In fact, Matt Cutts (Head of Google’s Webspam Team) stated that they tried an experiment where they eliminate links from their algorithm but still ranked sites on all other factors. The results as you could expect were atrocious. Links are still a vital role to SEO and don’t let anybody tell you otherwise.

Link Building in 2014

Link building has been the subject of Google's Penguin update and it is widely considered to be one of the destructive updates for SEOs.

In the past, link building was about finding as many links as possible. In the early days of SEO, it didn't even matter where they were from, anchor text diversity did not matter, and the quality of links had no real effect if you built enough.

While some techniques still work from the past, most of the old link building techniques are long dead and should no longer be used.

Link Building – What Google Wants

Technically speaking, Google does not want you to build any manual links on your own. This is actually against their terms although Google has admitted that there is still some grey area related to this subject. What Google really wants is for you to earn links.

I know what you're thinking… How can I EARN links? Well, according to Google you can:

* Create content so amazing that people just naturally link to it and share it.
* Promote your content so it appears in front of the right audience, causing them to share and link to your content.
* Build relationships with people in your niche so they know your content is valuable and authoritative enough to share.

This is incredibly difficult for some people and this is why building is brand takes more than a few days. Remember, Rome wasn't built in a day and neither should your website either. Still, there's nothing wrong with actively searching for links and most so-called “white hat” SEOs would agree that certain techniques are okay.

Finding Quality Links

Finding quality links are essential to your link building efforts. Before accepting a link, you should evaluate the link to determine whether or not the link will help or harm your site. To do so, look at the site and see if:

* The site is relevant to your content.
* The content quality is superb.
* The design is clean and professional.
* Links coming into the site are high-quality links.
* You’d be comfortable associating your brand with the site in question.
* Advertising is carefully placed and does not overrun the site.

If the site fits many of these categories, then chances are the link from the site will be a quality link. In addition, always try to get a link from the sites ranking in the top-10 for your niche. They’re ranking in the first page for the reason. Try to suck some link juice from their site.

What About SEO Link Spam?

Any SEO blog will address spam or black hat SEO methods at some point. While Google has taken out the basic forms of spam and black hat SEO methods, the truth is that Black hat SEOs have evolved and are still ranking for several tough keywords using complex and smarter spam.

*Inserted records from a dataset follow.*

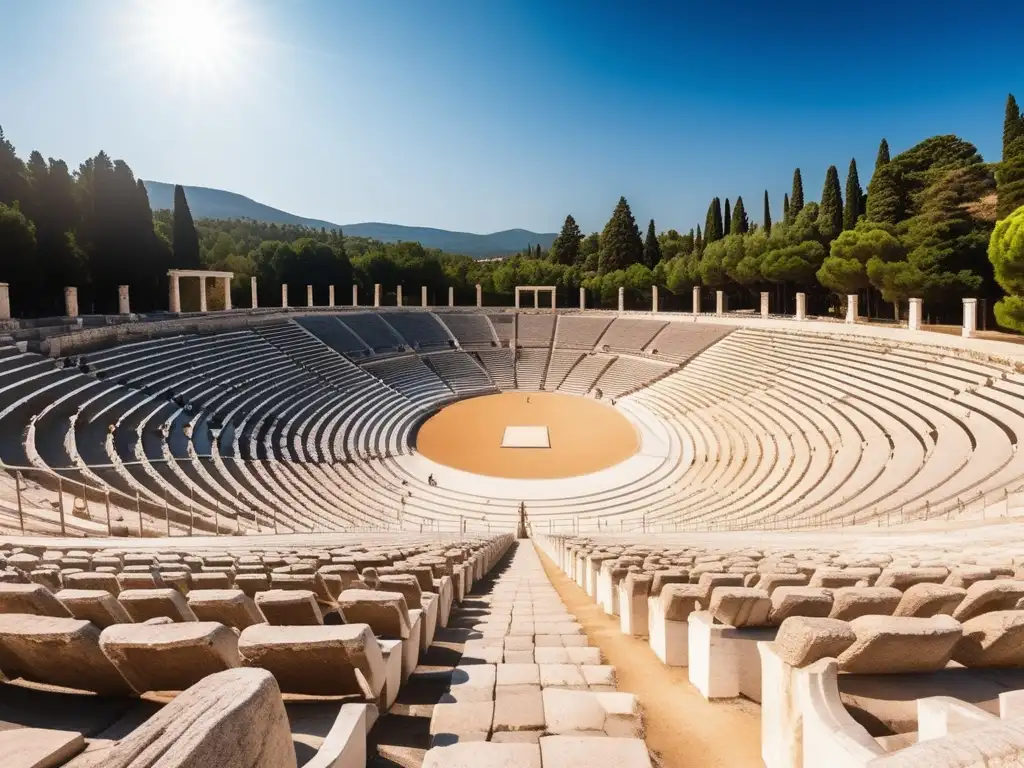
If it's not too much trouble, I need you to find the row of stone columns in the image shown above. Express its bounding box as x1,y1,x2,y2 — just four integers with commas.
268,278,483,309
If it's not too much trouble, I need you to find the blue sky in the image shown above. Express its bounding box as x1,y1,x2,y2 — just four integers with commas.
0,0,1024,232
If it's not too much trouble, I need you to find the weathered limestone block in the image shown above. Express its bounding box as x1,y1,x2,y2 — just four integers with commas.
953,579,1024,622
239,624,385,700
759,587,833,626
62,570,121,597
423,745,540,768
0,613,133,696
188,590,265,630
0,584,71,618
68,670,294,768
256,590,324,627
839,615,962,674
708,587,772,627
893,582,967,618
542,688,643,738
874,566,949,591
773,616,857,667
99,622,239,693
377,573,423,610
338,590,410,640
55,589,131,629
828,587,903,622
953,610,1024,667
757,572,810,596
118,587,197,623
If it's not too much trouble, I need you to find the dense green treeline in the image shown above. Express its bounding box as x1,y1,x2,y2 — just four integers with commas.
0,95,1024,329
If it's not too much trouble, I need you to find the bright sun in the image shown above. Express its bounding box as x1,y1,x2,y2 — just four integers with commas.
125,0,252,87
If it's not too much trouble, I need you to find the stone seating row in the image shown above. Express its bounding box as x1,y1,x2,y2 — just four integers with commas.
0,535,513,768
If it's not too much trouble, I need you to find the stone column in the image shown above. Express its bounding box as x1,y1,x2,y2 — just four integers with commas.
65,286,78,317
846,293,860,323
906,299,924,331
170,274,181,312
961,299,978,339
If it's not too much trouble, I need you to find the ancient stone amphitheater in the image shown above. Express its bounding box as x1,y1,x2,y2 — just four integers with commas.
0,307,1024,768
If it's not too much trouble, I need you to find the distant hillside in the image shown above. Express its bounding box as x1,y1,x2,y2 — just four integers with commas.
144,181,555,258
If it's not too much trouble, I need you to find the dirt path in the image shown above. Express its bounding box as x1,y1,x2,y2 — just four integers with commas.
538,548,763,768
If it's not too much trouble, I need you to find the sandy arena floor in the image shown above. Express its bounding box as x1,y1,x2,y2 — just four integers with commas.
416,392,640,479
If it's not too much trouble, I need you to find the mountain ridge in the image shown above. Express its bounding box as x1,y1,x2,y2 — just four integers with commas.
143,179,556,258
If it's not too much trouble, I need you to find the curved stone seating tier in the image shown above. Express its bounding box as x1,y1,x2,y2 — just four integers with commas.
0,534,516,768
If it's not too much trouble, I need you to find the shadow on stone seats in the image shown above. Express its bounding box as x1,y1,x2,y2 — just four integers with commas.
839,662,1024,738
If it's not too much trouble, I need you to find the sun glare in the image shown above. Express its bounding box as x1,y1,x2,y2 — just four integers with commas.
131,0,252,87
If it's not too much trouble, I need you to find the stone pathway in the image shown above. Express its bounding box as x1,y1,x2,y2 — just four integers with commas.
415,542,650,768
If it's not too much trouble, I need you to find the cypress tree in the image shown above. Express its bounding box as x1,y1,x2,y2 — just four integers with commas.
818,165,843,242
171,184,200,269
867,163,907,224
643,219,662,269
703,198,723,245
995,93,1024,219
548,214,583,266
729,196,751,234
598,198,643,274
874,139,889,169
843,160,864,229
790,168,804,221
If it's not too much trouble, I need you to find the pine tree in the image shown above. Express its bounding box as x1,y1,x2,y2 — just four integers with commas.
790,168,804,221
548,214,583,266
598,198,643,274
171,184,200,269
643,219,662,269
874,139,889,170
995,93,1024,219
818,165,843,243
729,196,751,234
843,159,864,229
703,198,722,245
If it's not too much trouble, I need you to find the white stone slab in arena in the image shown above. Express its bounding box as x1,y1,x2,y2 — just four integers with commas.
502,427,551,447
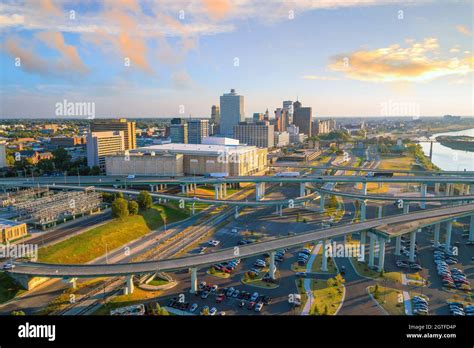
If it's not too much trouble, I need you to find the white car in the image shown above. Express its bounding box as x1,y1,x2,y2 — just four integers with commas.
2,263,15,271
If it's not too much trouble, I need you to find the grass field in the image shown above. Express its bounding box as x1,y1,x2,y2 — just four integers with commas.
369,286,405,315
38,205,188,264
377,156,416,175
296,279,344,315
93,287,163,315
0,273,26,303
352,258,402,283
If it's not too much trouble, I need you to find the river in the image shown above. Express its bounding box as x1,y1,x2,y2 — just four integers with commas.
420,128,474,171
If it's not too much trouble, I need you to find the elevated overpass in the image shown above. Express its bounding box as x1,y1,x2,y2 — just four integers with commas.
10,204,474,290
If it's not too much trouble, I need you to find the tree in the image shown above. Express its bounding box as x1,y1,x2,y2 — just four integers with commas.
137,191,153,209
53,147,71,171
128,201,138,215
112,198,129,218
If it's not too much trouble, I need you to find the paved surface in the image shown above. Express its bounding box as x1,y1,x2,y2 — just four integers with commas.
8,204,474,277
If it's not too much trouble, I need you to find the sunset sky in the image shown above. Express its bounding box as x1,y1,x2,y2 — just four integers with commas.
0,0,474,118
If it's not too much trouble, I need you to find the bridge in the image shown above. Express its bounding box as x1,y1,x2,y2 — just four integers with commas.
10,204,474,293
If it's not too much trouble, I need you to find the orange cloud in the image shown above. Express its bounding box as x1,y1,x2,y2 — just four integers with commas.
329,38,474,82
36,31,88,73
456,25,472,36
2,37,49,74
203,0,231,20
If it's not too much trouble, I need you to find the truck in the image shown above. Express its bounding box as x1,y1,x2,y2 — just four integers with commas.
205,172,229,178
275,172,300,178
366,172,393,178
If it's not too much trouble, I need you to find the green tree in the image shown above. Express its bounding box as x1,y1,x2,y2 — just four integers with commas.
128,201,138,215
53,147,71,171
137,191,153,209
112,198,129,218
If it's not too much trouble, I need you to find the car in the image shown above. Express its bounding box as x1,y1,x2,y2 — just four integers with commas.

If you’re trying to build a real brand, these methods do not have any role in your SEO strategy. Spam is still very shortsighted and you’ll always be one algorithm update away from having your entire portfolio of sites being wiped out. Build a brand that lasts and ignore black hat SEO all together.

In today’s world, link building is not about getting a lot of links. Instead, you’ll need to find quality links that are related to your website. These links will help build your brand and bring you quality traffic that you can leverage into potential customers.